07:17On a l'impression qu'il éclaire notre société, et c'est le cas.
07:19Les manières de devenir célèbre changent et disent quelque chose du temps présent.
07:23Mais en revanche, le désir de célébrité a toujours existé.
07:25Donc Cléo, c'est sûr.
07:27– Pourquoi Louvent ?
07:28– J'ai beaucoup cherché ce nom de famille.
07:31Et on m'a dit, prends une carte de France,
07:32parce que souvent, les noms de famille, c'est des toponymes.
07:34Et donc, j'ai pris une carte de France
07:35et j'ai regardé tous les villages possibles et imaginables
07:38à la recherche d'un nom.
07:41Et j'ai fini par trouver Louvent,
07:43qui n'est pas un vrai nom qui existe tout seul,
07:44mais qui est un nom à particules qui existe dans des noms plus longs.
07:49Et j'ai juste gardé le Louvent.
07:50Et quand je l'ai vu, je me suis dit, il est bien.
07:52Il allait en haut de ma liste.
07:53Puis dans Vent, V-E-N, il y a aussi Ventura, mon vrai nom.
07:56Et ça me plaisait aussi.
07:58Qu'elle soit un peu, qu'il y ait un tout petit peu de moi,
08:00qu'il y ait un quart de moi dans Cléo Louvent.
08:02Alan, mon conseiller en communication,
08:04me tend une liste des 207 sujets
08:07que je n'ai pas le droit d'aborder publiquement.
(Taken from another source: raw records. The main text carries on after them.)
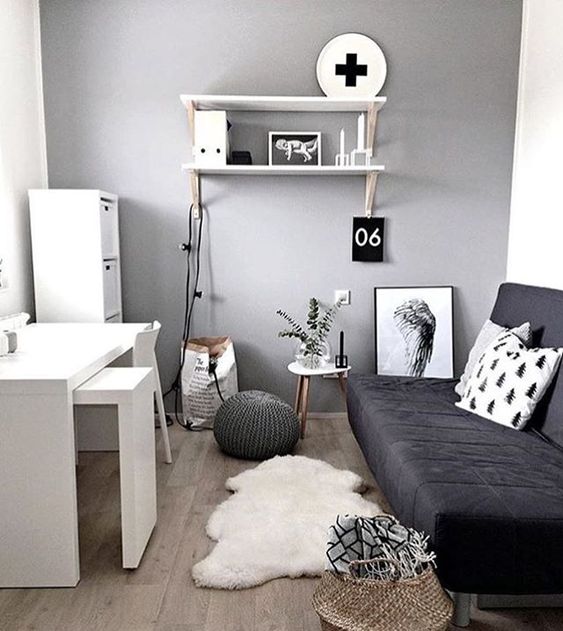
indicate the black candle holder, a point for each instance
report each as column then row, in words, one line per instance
column 341, row 360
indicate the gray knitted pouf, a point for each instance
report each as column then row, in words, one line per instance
column 255, row 425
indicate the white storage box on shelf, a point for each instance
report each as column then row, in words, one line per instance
column 76, row 264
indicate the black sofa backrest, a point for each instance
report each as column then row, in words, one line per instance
column 543, row 308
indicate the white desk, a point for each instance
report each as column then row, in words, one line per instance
column 38, row 509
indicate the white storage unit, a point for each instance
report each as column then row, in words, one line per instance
column 75, row 245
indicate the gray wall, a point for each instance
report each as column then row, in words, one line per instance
column 113, row 70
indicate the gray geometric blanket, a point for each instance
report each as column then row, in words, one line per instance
column 354, row 538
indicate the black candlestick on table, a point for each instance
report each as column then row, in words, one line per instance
column 341, row 360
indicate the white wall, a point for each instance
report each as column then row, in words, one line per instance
column 23, row 162
column 536, row 222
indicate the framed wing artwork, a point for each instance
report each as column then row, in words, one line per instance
column 414, row 331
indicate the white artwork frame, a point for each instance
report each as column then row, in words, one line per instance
column 403, row 326
column 278, row 156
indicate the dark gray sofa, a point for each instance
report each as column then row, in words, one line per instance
column 490, row 497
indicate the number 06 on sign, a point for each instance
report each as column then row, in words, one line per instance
column 367, row 239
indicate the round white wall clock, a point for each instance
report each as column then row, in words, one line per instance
column 351, row 65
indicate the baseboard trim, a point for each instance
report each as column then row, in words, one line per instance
column 332, row 416
column 508, row 601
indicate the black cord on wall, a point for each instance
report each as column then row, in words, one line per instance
column 190, row 297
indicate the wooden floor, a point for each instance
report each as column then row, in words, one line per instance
column 160, row 595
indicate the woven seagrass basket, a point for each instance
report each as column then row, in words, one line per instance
column 348, row 603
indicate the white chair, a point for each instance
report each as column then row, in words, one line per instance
column 144, row 357
column 132, row 391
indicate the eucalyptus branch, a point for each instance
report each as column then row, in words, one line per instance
column 319, row 324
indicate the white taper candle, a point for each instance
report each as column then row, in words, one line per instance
column 361, row 133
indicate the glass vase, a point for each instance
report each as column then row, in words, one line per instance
column 313, row 361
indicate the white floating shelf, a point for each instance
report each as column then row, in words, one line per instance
column 264, row 169
column 282, row 103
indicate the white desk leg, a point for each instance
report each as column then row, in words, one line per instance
column 38, row 510
column 137, row 472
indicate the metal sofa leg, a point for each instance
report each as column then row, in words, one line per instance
column 462, row 609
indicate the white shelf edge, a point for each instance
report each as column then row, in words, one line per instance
column 283, row 103
column 264, row 169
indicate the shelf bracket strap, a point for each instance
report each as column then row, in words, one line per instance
column 194, row 185
column 372, row 125
column 371, row 184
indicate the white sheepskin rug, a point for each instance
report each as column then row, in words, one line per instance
column 276, row 522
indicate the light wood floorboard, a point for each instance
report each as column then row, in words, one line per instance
column 160, row 595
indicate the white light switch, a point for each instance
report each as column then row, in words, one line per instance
column 3, row 275
column 343, row 296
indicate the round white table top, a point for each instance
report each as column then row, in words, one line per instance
column 329, row 369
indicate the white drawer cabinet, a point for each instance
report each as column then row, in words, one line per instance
column 76, row 259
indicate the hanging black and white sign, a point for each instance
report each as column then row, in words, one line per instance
column 351, row 65
column 368, row 239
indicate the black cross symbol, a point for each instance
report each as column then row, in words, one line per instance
column 351, row 69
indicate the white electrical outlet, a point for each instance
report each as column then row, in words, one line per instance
column 343, row 296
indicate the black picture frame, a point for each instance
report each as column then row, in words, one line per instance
column 442, row 361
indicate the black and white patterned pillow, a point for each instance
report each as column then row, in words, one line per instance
column 508, row 381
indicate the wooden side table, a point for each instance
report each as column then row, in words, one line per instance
column 303, row 381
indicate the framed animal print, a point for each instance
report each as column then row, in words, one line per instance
column 294, row 148
column 414, row 331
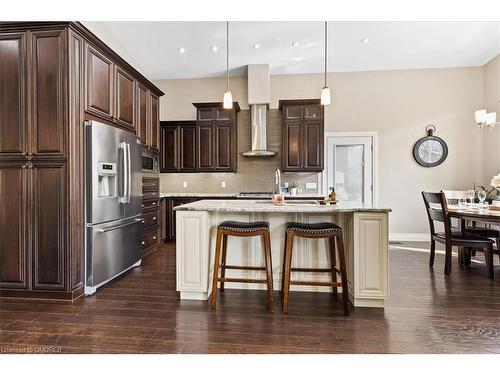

08:09Sans surprise, j'y trouve l'avortement, le port d'armes,
08:12la politique internationale, mais aussi les familles recomposées,
08:15l'élevage bovin et les clowns.
08:17– Question évidente, pourquoi les clowns ?
08:20– Parce que c'est drôle, ça me fait encore rire.
08:22Quand je ris encore à mes propres blagues que j'ai écrites il y a deux ans,
08:25je me dis que je suis mon propre public.
08:27Et c'est vraiment déjà un bon point de départ de se faire rire.
08:32Et c'était pour le petit sourire que ça me fait,
08:35et que ça me fait encore en le lisant,
08:37alors que j'ai lu cet extrait et réécrit et relu et retravaillé dix mille fois,
08:42ça me plaît encore, c'est un plutôt bon signe.
08:44– Et moi quand je l'ai lu, ça m'a fait marrer aussi.
08:47– C'est gentil.
08:48– Mais ça peut être une question aussi, on peut se dire,
08:51est-ce que cette vanne qui est drôle ne va pas sortir le lecteur du récit ?
08:56– Ah ben c'est un sujet avec l'humour.
08:57Moi je fais le pari que l'humour est indispensable
09:00dans la littérature et notamment sur ce sujet,
09:03pour justement que le lecteur soit dans le récit
09:07et qu'on soit dans une petite distance par rapport au sujet.
09:11Une distance qui permet un regard critique,
09:14mais qui ne soit pas non plus une mise à distance qui nous sorte du récit.
09:17Et c'est vraiment une ligne de crête dans l'humour,
09:19à quel point l'humour va permettre la catharsis ou non.
09:22J'espère avoir bien dosé, en tout cas c'est mon pari.